Sabinna’s parents insisted she attend a languages and maths-focused high school, so unable to pursue creative subjects, she completed her studies under duress and then went on to enrol in a Slavic languages degree after a rejection from the University of Applied Arts Vienna, where she had hoped to study fashion design.  Struggling to find a route into a design degree, she sent her CV to every fashion designer in Vienna, asking for a part-time job and hoping to step inside what she described at the time as the ‘secret world of fashion’.

Schella Kann took her on and with a tough love approach, telling her to forget about the rejection from the University of Applied Arts Vienna and to look further afield to pursue her dreams.  By putting together a portfolio based on the way her maths and physics professor grandmother had taught her to present ideas, she applied and was accepted onto a foundation course at Central Saint Martins in London.  Not bad for someone who pulled together a portfolio in twenty four hours, assisted by her boyfriend and now long term partner, David, and sent it simply addressed to the ‘fashion’ department with a request to join a fashion course, of no particular specification.

Following completion of her foundation course, Sabinna went on to study Fashion Marketing and Design at CSM and interned in the knitwear department at Dior, which she describes as ‘the best and worst’ (experience).  She describes spending up to two days pondering yarn colours alongside the knitwear team, and working with Italian factories who would bring cases full of ideas into the ready-to-wear team’s studio for the knitwear team to use as inspiration from which to develop the seasonal designs.  Sabinna describes gaining an insight into the technical aspects of knitwear development and production with the scale of a luxury fashion house and this knowledge has clearly stood her in good stead for developing her own fashion business.

Describing herself as “terrible at maths but very good with numbers”, she explains to me how her business, which she launched eighteen months ago, works on a day-to-day basis, with the SABINNA team, consisting of herself and her partner David, co-founders and leading the design and IT and e-commerce respectively; Zula, Sabinna’s mum, who is head of knitwear, which is made in Vienna, Austria;  Scarlett, a long-term friend of Sabinna and pattern cutter, who develops the designs alongside Sabinna and is based in Hastings;  David’s sister Simone, who is in charge of taxes; Julia, who is based in Vienna and does research and marketing; and Asya, who creates the crochet pieces and assists Sabinna in London.

Sabinna’s studio 

All of Sabinna’s fabrics are from Europe and all the ready-to-wear, custom made pieces for private clients, crochet pieces and bags are made in the UK.  All of the knitwear is made in Austria.

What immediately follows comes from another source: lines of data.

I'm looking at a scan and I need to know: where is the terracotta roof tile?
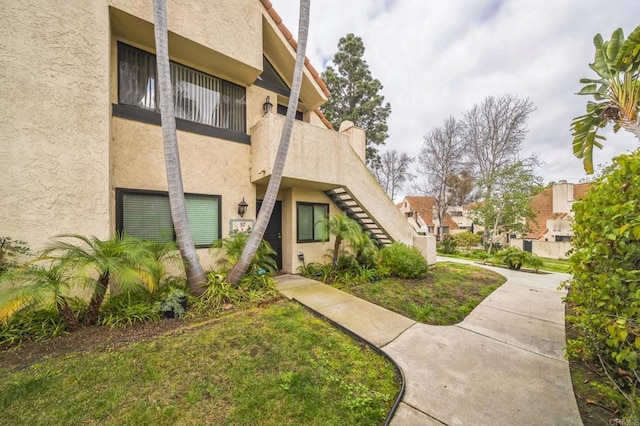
[260,0,331,97]
[315,109,335,130]
[405,196,459,229]
[573,182,593,200]
[525,182,593,240]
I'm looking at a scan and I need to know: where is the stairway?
[325,187,393,247]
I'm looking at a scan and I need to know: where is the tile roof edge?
[260,0,333,97]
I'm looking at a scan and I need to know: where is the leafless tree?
[462,95,536,198]
[413,117,465,235]
[371,149,413,200]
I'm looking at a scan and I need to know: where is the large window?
[116,189,221,248]
[297,203,329,243]
[118,43,246,133]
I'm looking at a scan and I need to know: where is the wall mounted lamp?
[262,96,273,114]
[238,197,249,217]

Zula’s knitwear design notes, inspiration and hand-knitted jumper at Sabinna’s studio, East London

Having seen behind the scenes at Sabinna’s studio, I am eager to delve a little deeper into this season’s collection, show and mixed-reality presentation.  Having attended Sabinna’s catwalk show and seen the collection up close, I’m curious to know what prompted Sabinna to delve into using the Hololens and working with a mixed reality platform to present her collection virtually after having just presented it in catwalk reality.  When I ask how the fashion-tech collaboration came about, we spent some time talking about notions of innovation in fashion and the idea of ‘newness’.

Sabinna’s studio 

Fashion is highly resistant to change.  I have mentioned this paradox a number of times in my articles.  Sabinna puts it clearly, “the main problem with fashion is that it doesn’t communicate well with the outside world… Social media has divided fashion along commercial lines”.  She feels there is too much made of creative/experimental fashion versus commercial fashion, especially in London, and that designers are often placed in one box or the other.  Describing her collections as very wearable and leaning towards the commercial side, she sees the opportunity for innovation and creativity in presentation and storytelling, with Microsoft Hololens and collaborator Pictofit being the perfect collaborators for this, facilitated by the FIA and Fashion Scout.

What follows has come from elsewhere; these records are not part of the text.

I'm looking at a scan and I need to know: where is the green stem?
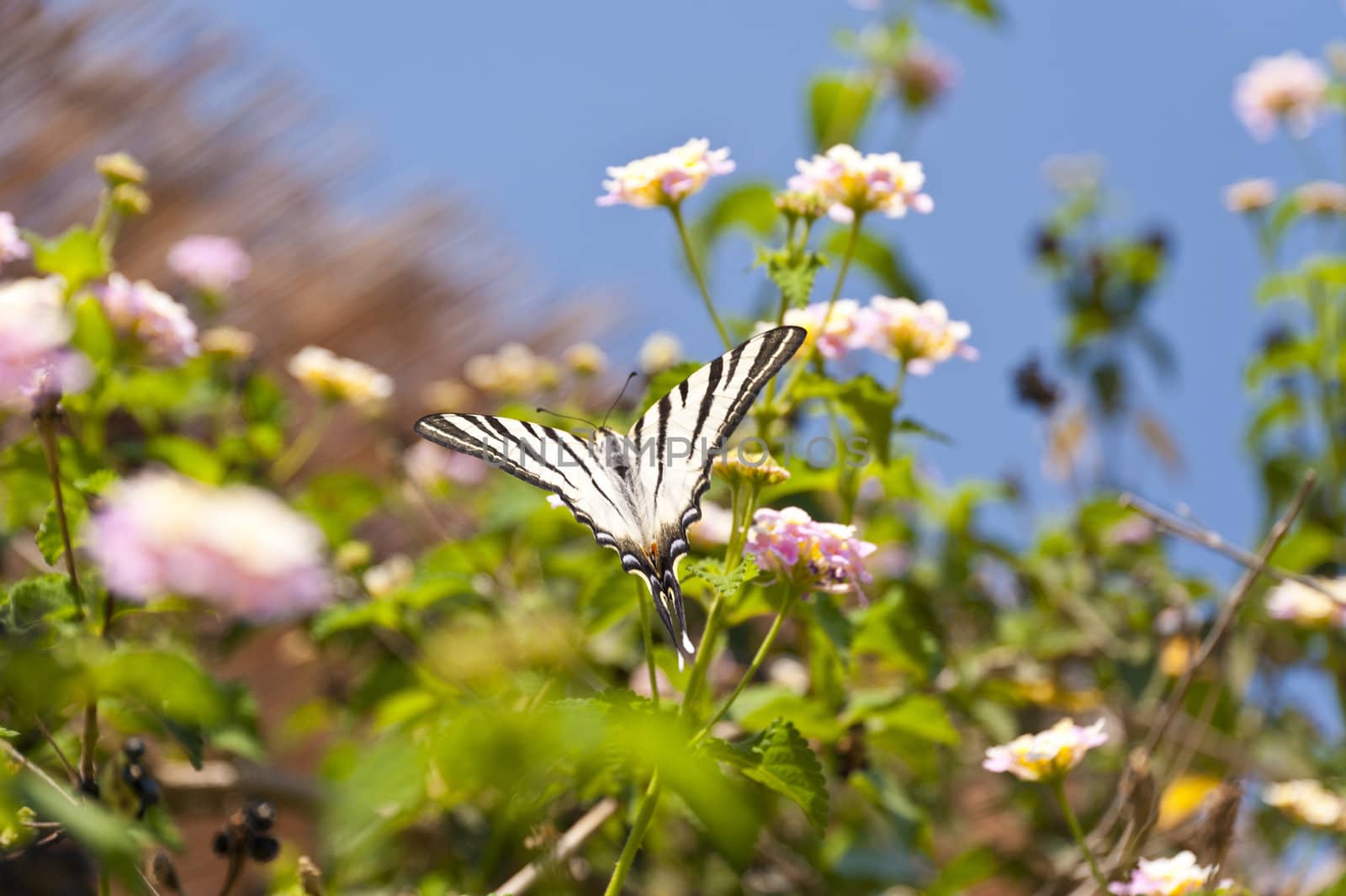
[271,404,332,485]
[635,582,660,709]
[669,202,734,350]
[692,588,799,747]
[819,213,864,328]
[603,771,662,896]
[1052,777,1108,893]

SABINNA SS17, I Still Love You  – Photos and Styling:  Toni Caroline

Sabinna follows what’s widely termed as the ‘see now, buy now’ business model, which means her collections are produced in advance of her show and ready to buy immediately after they are presented, allowing her to capitalise on the buzz of London Fashion Week and engage her clients in a complete presentation and shopping experience.

SABINNA SS17 show, Fashion Scout, London Fashion Week

Setting the tone for seasons to come, where Sabinna plans to continue experimenting with technology to create new experiences rather than attempting to constantly re-invent her products, Sabinna chose to create the world’s first mixed-reality shopping event at the Freemason’s Hall as part of Fashion scout during London Fashion Week, following her catwalk show.

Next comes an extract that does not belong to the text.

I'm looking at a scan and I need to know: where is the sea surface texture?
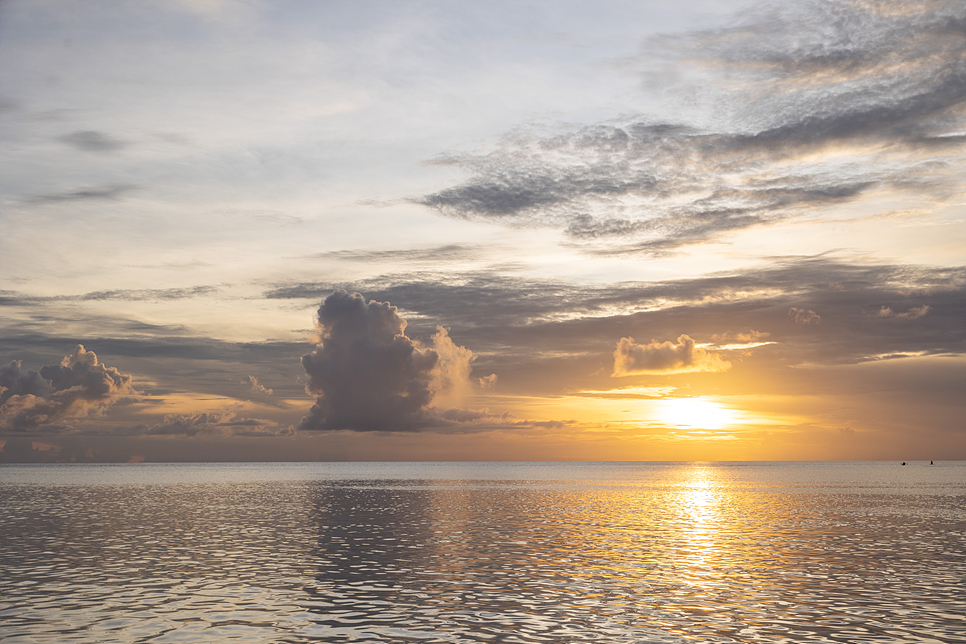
[0,463,966,644]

Behind the scenes at SABINNA SS17 show, Fashion Scout, London Fashion Week

Why mixed reality shopping?  With her collection available, she thought it would make sense to give the customer a creative tool to explore styling different pieces of the collection virtually before purchasing.

Top: Image capture by Pictofit in Austria, Bottom:  Sabinna’s mixed-reality shopping experience at Fashion Scout, LFW – Photos by Emmi Hyyppä and Sabinna

There was also an app available to download, allowing shoppers to use the Pictofit virtual fitting room and, instead of looking at virtual mannequins, try on the SABINNA collection, entitled I Still Love You, on images of themselves.  The clothes adapt to the user’s body shape in real time.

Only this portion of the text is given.